D’altra parte, l’egosimo è diventato un principio orientatore della condotta economica e personale. L’aspetto economico, diversamente che in altre epoche, si è separato dall’aspetto etico, ottenendo di funzionare autonomamente, indipendentemente da necessità e volontà umane: «Si è fatto verità: è buono ciò che è buono per il sistema» e «siccome il sistema richiede di affermare che gli individui sono egoisti e avari per natura, allora è buono e necessario affermare tal cosa».

E così il principio dell’Avere si è impossessato della società e degli individui, generando il modo fondamentale dell’avere: “Hai molto, vali molto; hai poco, vali poco; non hai nulla, vali nulla”.

Cruciale pertanto è recuperare la distinzione tra l’avere e l’essere, e decidere secondo quale modo vogliamo orientare, educare e proiettare la nostra esistenza.

È la questione chiave perché la convivenza umana e la convivenza maschio-femmina non finiscano in sterilità e distruzione. Nel modo di essere abbiamo l’originalità della nostra esistenza: può renderla verace e positiva, può farla sfuggire all’inganno e al fallimento. E il modo di essere si definisce come modo di essere nell’amore e per l’amore.

La pace. Decalogo

«Vi lascio la pace, vi dò la mia pace»

– E qual è la tua pace, Signore?

1. Ha la mia pace chi accetta se stesso e tutti gli altri in tutto quello che sono e con tutto quello che Dio ha loro donato.
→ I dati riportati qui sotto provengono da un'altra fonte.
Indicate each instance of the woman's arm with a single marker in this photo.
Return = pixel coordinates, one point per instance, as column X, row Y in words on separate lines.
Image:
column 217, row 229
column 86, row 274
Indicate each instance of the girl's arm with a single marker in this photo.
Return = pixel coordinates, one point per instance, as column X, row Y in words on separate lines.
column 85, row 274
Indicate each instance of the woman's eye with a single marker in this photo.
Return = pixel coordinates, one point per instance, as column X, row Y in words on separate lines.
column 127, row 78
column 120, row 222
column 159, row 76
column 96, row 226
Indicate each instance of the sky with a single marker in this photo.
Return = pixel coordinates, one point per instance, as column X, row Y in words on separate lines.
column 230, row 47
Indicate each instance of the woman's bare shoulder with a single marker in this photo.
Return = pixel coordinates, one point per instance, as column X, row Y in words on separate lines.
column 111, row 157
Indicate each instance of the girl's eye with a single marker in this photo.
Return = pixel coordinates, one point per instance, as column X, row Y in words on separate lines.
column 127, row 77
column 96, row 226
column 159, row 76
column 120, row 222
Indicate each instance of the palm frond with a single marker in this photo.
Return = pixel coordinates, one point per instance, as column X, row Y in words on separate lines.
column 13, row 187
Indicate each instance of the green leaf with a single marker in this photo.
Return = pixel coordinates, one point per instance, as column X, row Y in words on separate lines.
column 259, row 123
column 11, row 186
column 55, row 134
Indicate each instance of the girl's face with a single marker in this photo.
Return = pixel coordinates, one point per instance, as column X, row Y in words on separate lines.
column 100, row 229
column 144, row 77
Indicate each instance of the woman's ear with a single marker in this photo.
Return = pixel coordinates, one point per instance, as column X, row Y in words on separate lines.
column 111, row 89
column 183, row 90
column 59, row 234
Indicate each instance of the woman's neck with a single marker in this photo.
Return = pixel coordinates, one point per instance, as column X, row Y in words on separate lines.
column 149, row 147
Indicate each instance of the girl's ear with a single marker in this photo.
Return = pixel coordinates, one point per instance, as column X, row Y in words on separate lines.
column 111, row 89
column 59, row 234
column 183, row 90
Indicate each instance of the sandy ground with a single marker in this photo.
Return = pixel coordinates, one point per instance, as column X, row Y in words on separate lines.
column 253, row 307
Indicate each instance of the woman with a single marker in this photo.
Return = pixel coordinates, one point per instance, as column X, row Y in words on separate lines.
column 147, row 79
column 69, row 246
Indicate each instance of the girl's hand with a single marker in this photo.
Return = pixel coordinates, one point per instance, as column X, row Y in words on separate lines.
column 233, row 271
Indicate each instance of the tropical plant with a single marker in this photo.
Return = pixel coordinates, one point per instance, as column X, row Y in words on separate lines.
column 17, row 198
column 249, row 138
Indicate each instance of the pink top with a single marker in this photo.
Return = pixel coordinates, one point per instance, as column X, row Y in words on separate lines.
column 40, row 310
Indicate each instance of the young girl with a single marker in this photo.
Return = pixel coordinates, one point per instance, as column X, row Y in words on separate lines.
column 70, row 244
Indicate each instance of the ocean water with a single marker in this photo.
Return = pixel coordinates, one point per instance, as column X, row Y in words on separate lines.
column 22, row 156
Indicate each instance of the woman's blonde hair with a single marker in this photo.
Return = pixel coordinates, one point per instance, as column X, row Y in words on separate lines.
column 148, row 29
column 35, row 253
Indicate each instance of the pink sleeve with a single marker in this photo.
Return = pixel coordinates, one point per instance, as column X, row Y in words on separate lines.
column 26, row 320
2. Ha la mia pace chi ammette quello che in tutti c’è di comune, e di singolare e differente c’è in ognuno.

3. Ha la mia pace chi accetta che comune è la razionalità e la sensibilità, la libertà e la responsabilità, l’amore e la solidarietà, chi accetta la regola universale per la quale tratta tutti come egli desidera che tutti lo trattino.

4. Ha la mia pace chi professa che ogni creatura umana è insieme soggetto individuale, comunitario e storico-culturale.

5. Ha la mia pace chi, essendo unico e differente in sè, agisce come fratello di tutti.

6. Ha la mia pace chi costruisce la convivenza sulla pietra angolare dell’uguaglianza e della giustizia, che rende impossibile il binomio padroni-schiavi.

7. Ha la mia pace chi, in mezzo alla storia, si sente chiamato a costruire il progetto di universale e plurale fraternità, e a demolire l’antinaturale egoismo e avarizia, che divide, emargina e devia dalla loro finalità i beni creati e prodotti.

8. Ha la mia pace chi preserva l’identità umana, che ci fa tutti uguali, liberi e felici, di fronte al rullo livellatore del neoliberismo materialista, reificatore e consumista.

9. Ha la mia pace chi sostiene che nessuno è né può essere umano se aspira a realizzarsi a costo dell’altro, sia persona o popolo. La realizzazione è congiuntiva e non disgiuntiva, a partire dal “noi” solidale e non dall’io escludente.

10. Ha la mia pace chi crede che il progetto del Dio Amore è seminato in tutti i cuori e in tutti i popoli, senza che nessun imperio, di ieri, di oggi o di domani, possa essere legittimato.